Readers occasionally ask eFinancialCareers News to recommend a resume coach. While that isn't something we do, on occasion we have provided advice about how to identify a good one. This week The Wall Street Journal weighed in with five useful tips.
1. Make sure the resume expert knows the finance industry.
This is absolutely crucial, since a resume that omits the right keywords or uses a finance term incorrectly is deletion-bait for most any screener or decision maker.
One way to check: Ask the prospective resume coach for client references who are financial professionals. Also ask if she has other finance-industry affiliations or connections.
2. Extend your due diligence beyond the coach's own website.
Ask to see resume samples beyond those displayed on the website. And look past published client testimonials, by contacting the human beings who wrote or approved those glowing words.

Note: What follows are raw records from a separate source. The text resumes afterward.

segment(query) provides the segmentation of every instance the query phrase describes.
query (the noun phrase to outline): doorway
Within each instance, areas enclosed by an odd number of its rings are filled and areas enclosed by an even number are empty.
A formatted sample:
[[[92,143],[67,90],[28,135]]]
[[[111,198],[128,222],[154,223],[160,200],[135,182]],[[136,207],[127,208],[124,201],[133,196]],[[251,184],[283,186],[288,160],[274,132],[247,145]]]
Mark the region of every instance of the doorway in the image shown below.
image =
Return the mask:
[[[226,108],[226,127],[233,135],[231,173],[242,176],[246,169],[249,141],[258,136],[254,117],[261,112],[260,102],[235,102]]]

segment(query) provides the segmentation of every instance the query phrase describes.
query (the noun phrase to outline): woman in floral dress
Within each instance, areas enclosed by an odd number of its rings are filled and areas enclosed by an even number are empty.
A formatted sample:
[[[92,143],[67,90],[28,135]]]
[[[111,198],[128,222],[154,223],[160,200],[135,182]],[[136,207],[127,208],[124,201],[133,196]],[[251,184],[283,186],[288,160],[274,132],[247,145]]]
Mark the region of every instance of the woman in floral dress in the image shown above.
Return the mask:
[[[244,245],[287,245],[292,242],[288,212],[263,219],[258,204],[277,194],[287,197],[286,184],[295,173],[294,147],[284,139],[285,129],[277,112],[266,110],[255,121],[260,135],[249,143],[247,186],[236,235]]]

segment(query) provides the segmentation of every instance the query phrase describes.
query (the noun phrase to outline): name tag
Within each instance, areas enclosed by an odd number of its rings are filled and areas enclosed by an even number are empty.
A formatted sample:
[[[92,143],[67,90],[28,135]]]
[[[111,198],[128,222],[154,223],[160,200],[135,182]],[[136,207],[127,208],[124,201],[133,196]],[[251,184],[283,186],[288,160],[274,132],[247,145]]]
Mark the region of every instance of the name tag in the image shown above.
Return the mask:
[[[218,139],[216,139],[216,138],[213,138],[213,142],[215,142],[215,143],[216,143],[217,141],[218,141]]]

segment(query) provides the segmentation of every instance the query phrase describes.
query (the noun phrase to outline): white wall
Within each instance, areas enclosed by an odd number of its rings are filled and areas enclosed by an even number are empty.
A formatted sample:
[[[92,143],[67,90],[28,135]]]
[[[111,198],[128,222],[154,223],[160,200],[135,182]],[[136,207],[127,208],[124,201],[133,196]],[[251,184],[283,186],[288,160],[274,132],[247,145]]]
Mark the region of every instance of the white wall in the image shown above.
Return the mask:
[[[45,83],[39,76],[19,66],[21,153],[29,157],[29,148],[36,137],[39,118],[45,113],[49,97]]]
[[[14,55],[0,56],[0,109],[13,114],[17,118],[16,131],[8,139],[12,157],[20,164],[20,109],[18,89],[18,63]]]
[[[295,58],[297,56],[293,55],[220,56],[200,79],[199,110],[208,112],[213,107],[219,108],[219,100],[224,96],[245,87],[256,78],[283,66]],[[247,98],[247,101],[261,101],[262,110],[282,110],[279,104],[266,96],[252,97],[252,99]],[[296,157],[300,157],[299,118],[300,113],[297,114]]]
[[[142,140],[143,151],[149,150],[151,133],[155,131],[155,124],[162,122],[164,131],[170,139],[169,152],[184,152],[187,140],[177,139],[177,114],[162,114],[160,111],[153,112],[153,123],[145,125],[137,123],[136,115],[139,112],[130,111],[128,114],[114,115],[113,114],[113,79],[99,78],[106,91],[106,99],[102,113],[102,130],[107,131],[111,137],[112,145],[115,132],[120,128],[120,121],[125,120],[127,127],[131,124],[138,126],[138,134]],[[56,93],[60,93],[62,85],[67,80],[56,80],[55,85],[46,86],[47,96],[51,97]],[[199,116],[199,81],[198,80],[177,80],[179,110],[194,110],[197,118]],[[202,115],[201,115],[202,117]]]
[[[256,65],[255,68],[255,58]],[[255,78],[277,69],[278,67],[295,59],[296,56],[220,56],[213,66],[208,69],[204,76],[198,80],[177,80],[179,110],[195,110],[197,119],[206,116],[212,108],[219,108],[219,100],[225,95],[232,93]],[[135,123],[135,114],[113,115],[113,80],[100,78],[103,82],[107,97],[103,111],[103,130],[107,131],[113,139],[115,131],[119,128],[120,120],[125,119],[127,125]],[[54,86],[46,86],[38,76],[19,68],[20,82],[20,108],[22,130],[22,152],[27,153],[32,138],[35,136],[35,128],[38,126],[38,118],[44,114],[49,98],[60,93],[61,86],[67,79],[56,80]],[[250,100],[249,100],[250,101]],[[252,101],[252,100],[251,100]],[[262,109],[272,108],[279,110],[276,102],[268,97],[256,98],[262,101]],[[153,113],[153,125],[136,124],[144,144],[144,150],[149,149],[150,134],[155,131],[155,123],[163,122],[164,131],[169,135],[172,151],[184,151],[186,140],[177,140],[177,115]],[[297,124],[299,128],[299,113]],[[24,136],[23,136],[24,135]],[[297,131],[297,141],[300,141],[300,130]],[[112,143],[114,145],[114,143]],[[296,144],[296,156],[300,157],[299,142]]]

3. Has the coach helped people at your career level?
Many career experts gear their services toward C-suite or other senior-level clients. If you're seeking a mid-level or entry level job, their experience and instincts probably won't mesh with your needs.
4. Ask about the professional's "writing process and communication style."
There is a sizable industry that churns out canned resumes that often suffer flaws like extreme over-hyping (which a seasoned recruiter can spot instantly, consigning your resume to the "delete" key) or generic language that fails to convey your unique background or skills. To avoid those bottom-feeders, make sure your prospective coach plans to devote time to you individually, through detailed phone interviews, extensive questionnaires and/or a multi-stage revision process in which you will have input. WSJ writer Alina Dizik adds:
If the writer promises an overly-speedy turnaround time, or doesn't ask for information beyond a copy of your current resume, that's often a sign that you won't get a high-quality rewrite in return.
5. What did the professional do before going into the resume writing business?
Previous experience as an executive recruiter or human resources manager is "a major asset," Dizik notes. In contrast, a long career operating a flower shop would not bode well.
Remember: The resume writer is a person you are thinking about hiring. So put on your hiring manager's hat. See what search engines bring up under the writer's name, check out their profiles on business networking sites, and verify their membership with professional associations or certifications they claim affiliation with.